Vernon Company v. ReedAnnotate this Case
434 P.2d 376 (1967)
78 N.M. 554
The VERNON COMPANY, a corporation, Plaintiff-Appellant, v. J.C. REED, D/B/A J.C. Reed Filter Service, Defendant-Appellee.
Supreme Court of New Mexico.
December 4, 1967.
Harvey C. Markley, Lovington, for appellant.
L. George Schubert, Hobbs, for appellee.OPINION
The Vernon Company (hereafter termed Vernon) has appealed from a judgment dismissing its complaint seeking recovery *377 for merchandise sold to J.C. Reed, doing business as J.C. Reed Filter Service.
The complaint alleged that plaintiff is "an Iowa corporation doing business in New Mexico." Defendant's second defense alleged that plaintiff had failed to comply with applicable § 51-10-4(a), N.M.S.A. 1953, and is barred from maintaining the action by § 51-10-5, N.M.S.A. 1953. (These sections were repealed by § 135, ch. 81, Laws 1967 and new sections enacted.) In answer to inquiry by the court, counsel agreed that plaintiff, a foreign corporation, had not obtained the certificate required by § 51-10-4(a), N.M.S.A. 1953. Section 51-10-5, N.M.S.A. 1953, reads:"Until such corporation so transacting business in this state shall have obtained said certificate from the state corporation commission, it shall not maintain any action in this state, upon any contract made by it in this state * * *."
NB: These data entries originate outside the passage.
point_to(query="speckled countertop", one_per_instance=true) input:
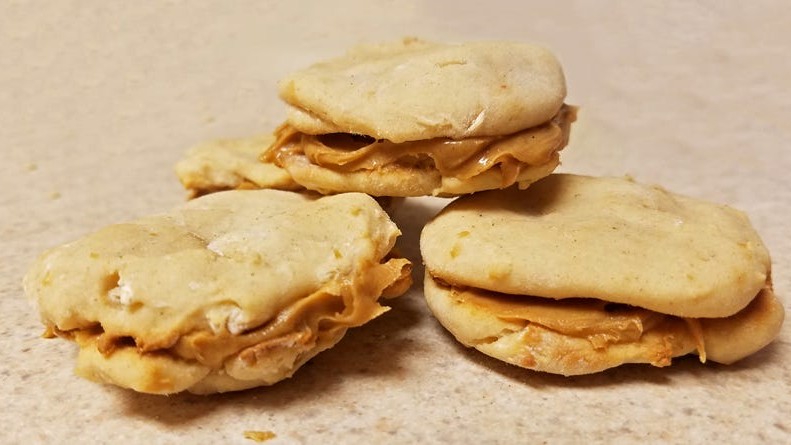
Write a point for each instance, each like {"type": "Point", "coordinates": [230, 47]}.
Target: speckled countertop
{"type": "Point", "coordinates": [99, 99]}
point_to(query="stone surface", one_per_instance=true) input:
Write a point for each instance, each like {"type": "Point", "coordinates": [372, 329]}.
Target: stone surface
{"type": "Point", "coordinates": [98, 101]}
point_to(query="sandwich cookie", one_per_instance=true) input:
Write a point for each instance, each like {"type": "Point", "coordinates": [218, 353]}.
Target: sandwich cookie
{"type": "Point", "coordinates": [233, 290]}
{"type": "Point", "coordinates": [414, 118]}
{"type": "Point", "coordinates": [579, 274]}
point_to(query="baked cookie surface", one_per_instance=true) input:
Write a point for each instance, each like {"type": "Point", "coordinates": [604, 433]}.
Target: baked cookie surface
{"type": "Point", "coordinates": [230, 164]}
{"type": "Point", "coordinates": [579, 274]}
{"type": "Point", "coordinates": [234, 290]}
{"type": "Point", "coordinates": [414, 118]}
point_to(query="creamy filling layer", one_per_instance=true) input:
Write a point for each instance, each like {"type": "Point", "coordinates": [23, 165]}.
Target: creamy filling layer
{"type": "Point", "coordinates": [338, 306]}
{"type": "Point", "coordinates": [462, 159]}
{"type": "Point", "coordinates": [600, 322]}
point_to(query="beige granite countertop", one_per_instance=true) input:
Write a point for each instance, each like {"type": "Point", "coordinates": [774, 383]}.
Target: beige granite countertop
{"type": "Point", "coordinates": [99, 99]}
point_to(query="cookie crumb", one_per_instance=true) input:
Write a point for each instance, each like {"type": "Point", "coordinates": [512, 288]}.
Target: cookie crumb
{"type": "Point", "coordinates": [259, 436]}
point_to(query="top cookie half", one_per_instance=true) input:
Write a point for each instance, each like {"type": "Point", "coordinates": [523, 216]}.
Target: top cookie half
{"type": "Point", "coordinates": [414, 90]}
{"type": "Point", "coordinates": [606, 238]}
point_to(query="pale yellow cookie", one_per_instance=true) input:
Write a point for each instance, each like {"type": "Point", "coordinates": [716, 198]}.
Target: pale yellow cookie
{"type": "Point", "coordinates": [231, 164]}
{"type": "Point", "coordinates": [578, 274]}
{"type": "Point", "coordinates": [414, 118]}
{"type": "Point", "coordinates": [607, 238]}
{"type": "Point", "coordinates": [584, 336]}
{"type": "Point", "coordinates": [413, 90]}
{"type": "Point", "coordinates": [235, 289]}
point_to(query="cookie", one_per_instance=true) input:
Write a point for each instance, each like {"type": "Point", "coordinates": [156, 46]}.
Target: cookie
{"type": "Point", "coordinates": [577, 274]}
{"type": "Point", "coordinates": [229, 164]}
{"type": "Point", "coordinates": [233, 290]}
{"type": "Point", "coordinates": [414, 118]}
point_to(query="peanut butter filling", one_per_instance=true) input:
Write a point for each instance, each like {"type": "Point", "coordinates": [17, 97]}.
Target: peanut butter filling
{"type": "Point", "coordinates": [600, 322]}
{"type": "Point", "coordinates": [299, 327]}
{"type": "Point", "coordinates": [462, 159]}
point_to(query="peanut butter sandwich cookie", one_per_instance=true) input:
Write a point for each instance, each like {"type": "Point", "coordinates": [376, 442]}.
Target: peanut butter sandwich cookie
{"type": "Point", "coordinates": [233, 290]}
{"type": "Point", "coordinates": [414, 118]}
{"type": "Point", "coordinates": [578, 274]}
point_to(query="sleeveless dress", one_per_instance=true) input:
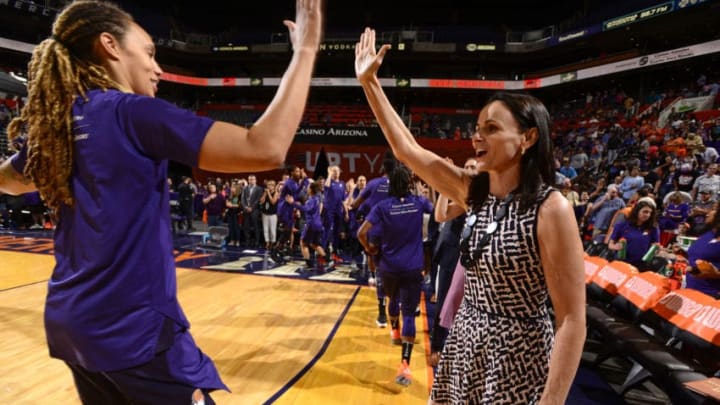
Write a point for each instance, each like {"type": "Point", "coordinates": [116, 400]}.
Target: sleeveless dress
{"type": "Point", "coordinates": [498, 351]}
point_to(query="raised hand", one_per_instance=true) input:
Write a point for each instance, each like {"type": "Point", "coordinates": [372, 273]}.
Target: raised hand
{"type": "Point", "coordinates": [306, 30]}
{"type": "Point", "coordinates": [367, 60]}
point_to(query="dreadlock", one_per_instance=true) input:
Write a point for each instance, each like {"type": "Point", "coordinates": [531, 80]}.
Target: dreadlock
{"type": "Point", "coordinates": [63, 67]}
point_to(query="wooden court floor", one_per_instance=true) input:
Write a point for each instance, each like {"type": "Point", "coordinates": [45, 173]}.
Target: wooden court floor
{"type": "Point", "coordinates": [274, 340]}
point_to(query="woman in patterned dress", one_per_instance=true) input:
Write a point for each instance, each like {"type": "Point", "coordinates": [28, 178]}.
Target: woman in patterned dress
{"type": "Point", "coordinates": [520, 245]}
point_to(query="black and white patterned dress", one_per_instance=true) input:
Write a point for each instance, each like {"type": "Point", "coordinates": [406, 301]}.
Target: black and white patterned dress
{"type": "Point", "coordinates": [499, 346]}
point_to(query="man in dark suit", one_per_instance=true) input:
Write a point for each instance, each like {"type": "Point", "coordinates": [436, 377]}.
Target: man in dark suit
{"type": "Point", "coordinates": [250, 202]}
{"type": "Point", "coordinates": [186, 195]}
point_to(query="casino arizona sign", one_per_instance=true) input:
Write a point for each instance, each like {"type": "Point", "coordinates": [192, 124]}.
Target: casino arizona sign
{"type": "Point", "coordinates": [332, 131]}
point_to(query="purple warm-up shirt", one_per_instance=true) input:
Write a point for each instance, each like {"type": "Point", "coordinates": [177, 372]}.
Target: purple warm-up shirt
{"type": "Point", "coordinates": [114, 283]}
{"type": "Point", "coordinates": [398, 223]}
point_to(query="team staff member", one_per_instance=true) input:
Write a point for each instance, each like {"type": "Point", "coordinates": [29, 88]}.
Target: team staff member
{"type": "Point", "coordinates": [397, 222]}
{"type": "Point", "coordinates": [97, 149]}
{"type": "Point", "coordinates": [520, 245]}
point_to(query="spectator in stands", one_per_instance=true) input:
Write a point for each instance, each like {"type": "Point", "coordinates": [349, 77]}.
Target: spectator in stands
{"type": "Point", "coordinates": [675, 213]}
{"type": "Point", "coordinates": [640, 231]}
{"type": "Point", "coordinates": [709, 181]}
{"type": "Point", "coordinates": [214, 206]}
{"type": "Point", "coordinates": [710, 154]}
{"type": "Point", "coordinates": [704, 257]}
{"type": "Point", "coordinates": [186, 196]}
{"type": "Point", "coordinates": [451, 217]}
{"type": "Point", "coordinates": [268, 210]}
{"type": "Point", "coordinates": [686, 174]}
{"type": "Point", "coordinates": [631, 183]}
{"type": "Point", "coordinates": [698, 212]}
{"type": "Point", "coordinates": [567, 170]}
{"type": "Point", "coordinates": [667, 183]}
{"type": "Point", "coordinates": [232, 214]}
{"type": "Point", "coordinates": [579, 160]}
{"type": "Point", "coordinates": [250, 202]}
{"type": "Point", "coordinates": [694, 143]}
{"type": "Point", "coordinates": [603, 209]}
{"type": "Point", "coordinates": [97, 149]}
{"type": "Point", "coordinates": [511, 194]}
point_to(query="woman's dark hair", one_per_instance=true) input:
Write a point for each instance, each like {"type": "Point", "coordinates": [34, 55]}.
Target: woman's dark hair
{"type": "Point", "coordinates": [316, 187]}
{"type": "Point", "coordinates": [400, 181]}
{"type": "Point", "coordinates": [635, 213]}
{"type": "Point", "coordinates": [537, 162]}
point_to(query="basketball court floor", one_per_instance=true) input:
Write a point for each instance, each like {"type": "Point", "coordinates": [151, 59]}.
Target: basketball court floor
{"type": "Point", "coordinates": [277, 335]}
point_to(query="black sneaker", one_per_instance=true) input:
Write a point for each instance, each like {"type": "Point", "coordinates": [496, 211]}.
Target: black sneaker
{"type": "Point", "coordinates": [381, 321]}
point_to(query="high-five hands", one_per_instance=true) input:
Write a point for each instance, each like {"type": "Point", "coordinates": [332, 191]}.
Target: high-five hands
{"type": "Point", "coordinates": [367, 60]}
{"type": "Point", "coordinates": [306, 31]}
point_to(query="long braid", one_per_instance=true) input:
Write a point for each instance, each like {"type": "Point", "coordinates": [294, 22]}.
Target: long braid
{"type": "Point", "coordinates": [62, 68]}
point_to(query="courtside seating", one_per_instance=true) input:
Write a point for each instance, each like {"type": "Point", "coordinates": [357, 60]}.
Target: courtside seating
{"type": "Point", "coordinates": [670, 336]}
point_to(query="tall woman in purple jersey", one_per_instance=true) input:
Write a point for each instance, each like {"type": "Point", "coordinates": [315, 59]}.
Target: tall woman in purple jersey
{"type": "Point", "coordinates": [312, 233]}
{"type": "Point", "coordinates": [97, 148]}
{"type": "Point", "coordinates": [398, 222]}
{"type": "Point", "coordinates": [295, 187]}
{"type": "Point", "coordinates": [520, 245]}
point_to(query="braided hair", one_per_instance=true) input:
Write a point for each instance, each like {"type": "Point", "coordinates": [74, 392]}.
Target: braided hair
{"type": "Point", "coordinates": [62, 68]}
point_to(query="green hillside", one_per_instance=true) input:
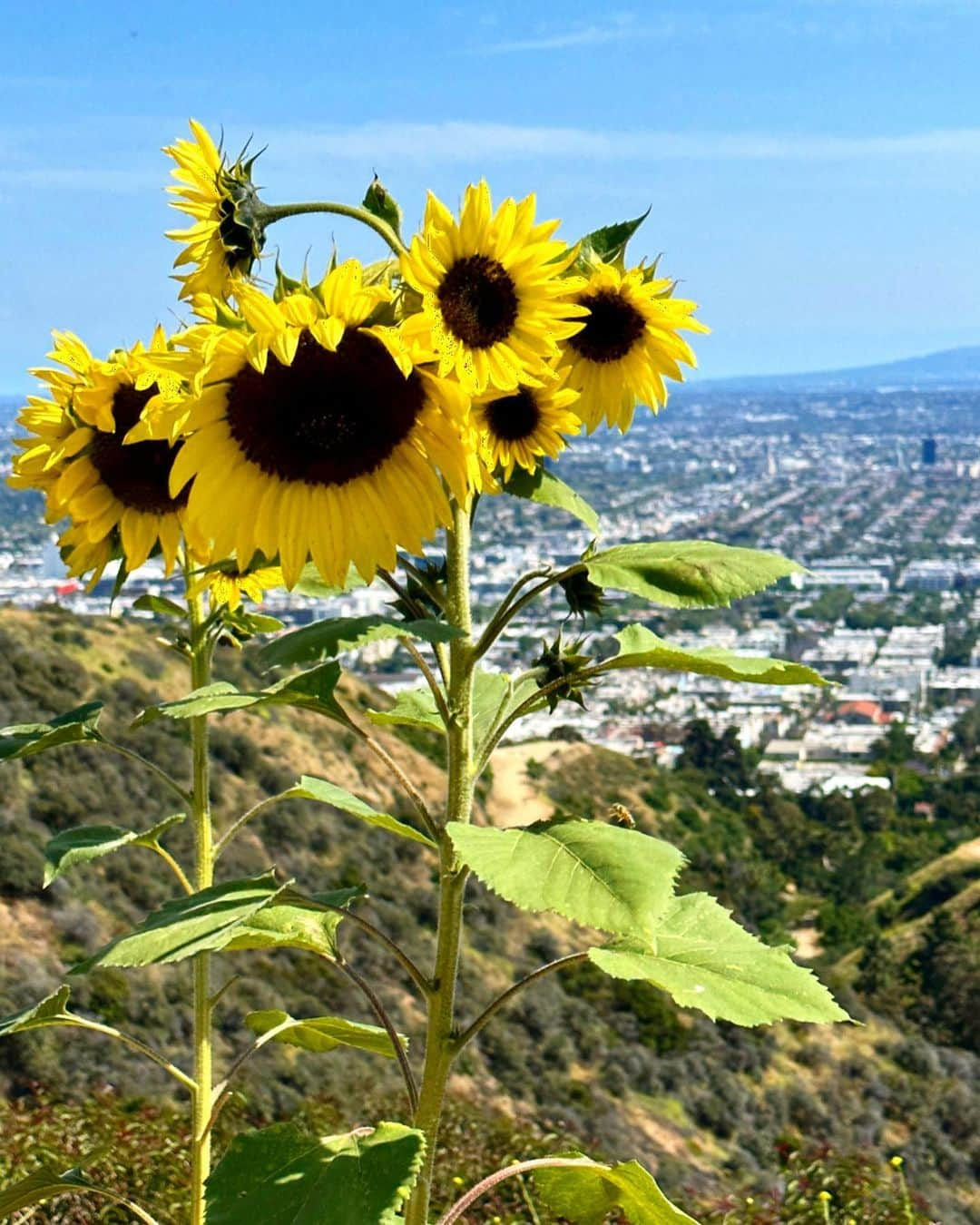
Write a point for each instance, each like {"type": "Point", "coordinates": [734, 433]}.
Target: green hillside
{"type": "Point", "coordinates": [612, 1063]}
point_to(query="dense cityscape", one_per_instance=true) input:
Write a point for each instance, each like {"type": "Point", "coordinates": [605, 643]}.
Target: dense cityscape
{"type": "Point", "coordinates": [876, 494]}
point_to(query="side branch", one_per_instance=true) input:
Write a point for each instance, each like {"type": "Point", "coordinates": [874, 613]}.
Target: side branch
{"type": "Point", "coordinates": [412, 1088]}
{"type": "Point", "coordinates": [510, 1171]}
{"type": "Point", "coordinates": [516, 989]}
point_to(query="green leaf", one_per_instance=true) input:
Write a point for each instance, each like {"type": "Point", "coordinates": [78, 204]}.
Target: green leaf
{"type": "Point", "coordinates": [609, 242]}
{"type": "Point", "coordinates": [544, 487]}
{"type": "Point", "coordinates": [41, 1186]}
{"type": "Point", "coordinates": [378, 201]}
{"type": "Point", "coordinates": [688, 573]}
{"type": "Point", "coordinates": [203, 921]}
{"type": "Point", "coordinates": [641, 648]}
{"type": "Point", "coordinates": [220, 697]}
{"type": "Point", "coordinates": [587, 1194]}
{"type": "Point", "coordinates": [324, 1033]}
{"type": "Point", "coordinates": [494, 697]}
{"type": "Point", "coordinates": [84, 843]}
{"type": "Point", "coordinates": [328, 639]}
{"type": "Point", "coordinates": [328, 793]}
{"type": "Point", "coordinates": [53, 1010]}
{"type": "Point", "coordinates": [161, 605]}
{"type": "Point", "coordinates": [296, 921]}
{"type": "Point", "coordinates": [280, 1176]}
{"type": "Point", "coordinates": [26, 739]}
{"type": "Point", "coordinates": [598, 875]}
{"type": "Point", "coordinates": [311, 690]}
{"type": "Point", "coordinates": [701, 957]}
{"type": "Point", "coordinates": [412, 708]}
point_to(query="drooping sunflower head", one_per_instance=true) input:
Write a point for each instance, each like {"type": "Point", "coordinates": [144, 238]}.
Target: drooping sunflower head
{"type": "Point", "coordinates": [521, 427]}
{"type": "Point", "coordinates": [314, 436]}
{"type": "Point", "coordinates": [630, 342]}
{"type": "Point", "coordinates": [227, 235]}
{"type": "Point", "coordinates": [115, 493]}
{"type": "Point", "coordinates": [494, 304]}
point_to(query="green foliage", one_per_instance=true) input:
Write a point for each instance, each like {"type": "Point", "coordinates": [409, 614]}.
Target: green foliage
{"type": "Point", "coordinates": [279, 1176]}
{"type": "Point", "coordinates": [26, 739]}
{"type": "Point", "coordinates": [311, 690]}
{"type": "Point", "coordinates": [598, 875]}
{"type": "Point", "coordinates": [608, 244]}
{"type": "Point", "coordinates": [324, 640]}
{"type": "Point", "coordinates": [203, 921]}
{"type": "Point", "coordinates": [688, 573]}
{"type": "Point", "coordinates": [641, 648]}
{"type": "Point", "coordinates": [587, 1194]}
{"type": "Point", "coordinates": [328, 793]}
{"type": "Point", "coordinates": [706, 961]}
{"type": "Point", "coordinates": [86, 843]}
{"type": "Point", "coordinates": [544, 487]}
{"type": "Point", "coordinates": [322, 1033]}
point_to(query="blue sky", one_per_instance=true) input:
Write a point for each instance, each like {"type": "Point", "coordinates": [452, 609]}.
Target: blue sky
{"type": "Point", "coordinates": [814, 168]}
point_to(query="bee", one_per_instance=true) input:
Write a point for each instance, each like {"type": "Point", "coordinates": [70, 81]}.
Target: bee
{"type": "Point", "coordinates": [619, 815]}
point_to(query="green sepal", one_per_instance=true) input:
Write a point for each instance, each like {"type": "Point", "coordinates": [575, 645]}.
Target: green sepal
{"type": "Point", "coordinates": [283, 1176]}
{"type": "Point", "coordinates": [161, 605]}
{"type": "Point", "coordinates": [75, 727]}
{"type": "Point", "coordinates": [544, 487]}
{"type": "Point", "coordinates": [320, 1034]}
{"type": "Point", "coordinates": [378, 201]}
{"type": "Point", "coordinates": [86, 843]}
The sole question presented is the claimed error in the court's denial of permission to amend the complaint. The record shows an answer to the complaint prior to the request to amend. After the filing of a responsive pleading, amendments may be made only by permission of the court. Rule of Civil Procedure 15(a) (§ 21-1-1 (15) (a), N.M.S.A. 1953). Amendments of pleadings should be permitted with liberality in the furtherance of justice, but such applications are addressed to the sound discretion of the court and its action in denying permission to amend is subject to review only for a clear abuse of discretion. In re Stern's Will, 61 N.M. 446, 301 P.2d 1094; Peoples v. Peoples, 72 N.M. 64, 380 P.2d 513. We then examine the record in the light of these rules.
Following the court's ruling that the complaint would be dismissed by reason of the admission of non-compliance with the statute requiring filing of the certificate of foreign incorporation, counsel for plaintiff requested permission to amend, saying:"Well, we would ask the Court then at this time to allow us to amend to show I mean, it was apparently a verbal or a word mistake on my part because our method of doing business is not so that we are doing business in the state. It's an out-of-state firm."
The request was followed by:"THE COURT: Well, you had an agent here soliciting this contract, didn't you? "MR. MARKLEY: Yes, sir, but the acceptance of the order and the proceeds does not take place in the state; it takes place at the home office. "THE COURT: All right, the case will be dismissed. Our law is clear on that."
The colloquy between the court and counsel makes it apparent to us that counsel requested permission to amend by striking the allegation of doing business in the state and alleging that while agents solicited in the state, acceptance of the order was at the home office of the company in a foreign state. The record makes it equally clear to us that the court so understood the request but construed our decisions to hold that mere solicitation of the contract in this state by an agent amounted to the transaction of business within the meaning of § 51-10-4, N.M.S.A. 1953, and that any action thereon is barred by § 51-10-5, supra. In this, we think the court erred. It is apparent to us that denial of the request to amend was not, under the circumstances, a denial in the exercise of a sound judicial discretion, but that the denial rested upon an erroneous construction of applicable law.
Assuming that the plaintiff could establish the facts which he sought to allege by the requested amendment, Abner Mfg. Co. of Wapakoneta, Ohio v. McLaughlin, 41 N.M. 97, 64 P.2d 387, is controlling. There, an agent for a foreign corporation took orders in this state for lighting systems and forwarded them to the company's home office, together with the customer's note for the purchase price. If the purchaser was approved for credit, the *378 order was accepted by an officer of the company and the merchandise was shipped from the factory. This, we said, constituted transactions in interstate commerce and did not amount to doing business in this state within the meaning of the statute. See, also, Annots. 60 A.L.R. 994 and 101 A.L.R. 126. It is immaterial that the orders in this case were solicited in New Mexico by an agent of the company who made the sale, if in fact they were required to be accepted at the principal office of the corporation in another state.
For the reasons stated, the case will be reversed and remanded with direction to vacate the judgment appealed from and to proceed further in a manner not inconsistent with this opinion.
It is so ordered.
CARMODY, J., and JOE W. WOOD, J., Court of Appeals, concur.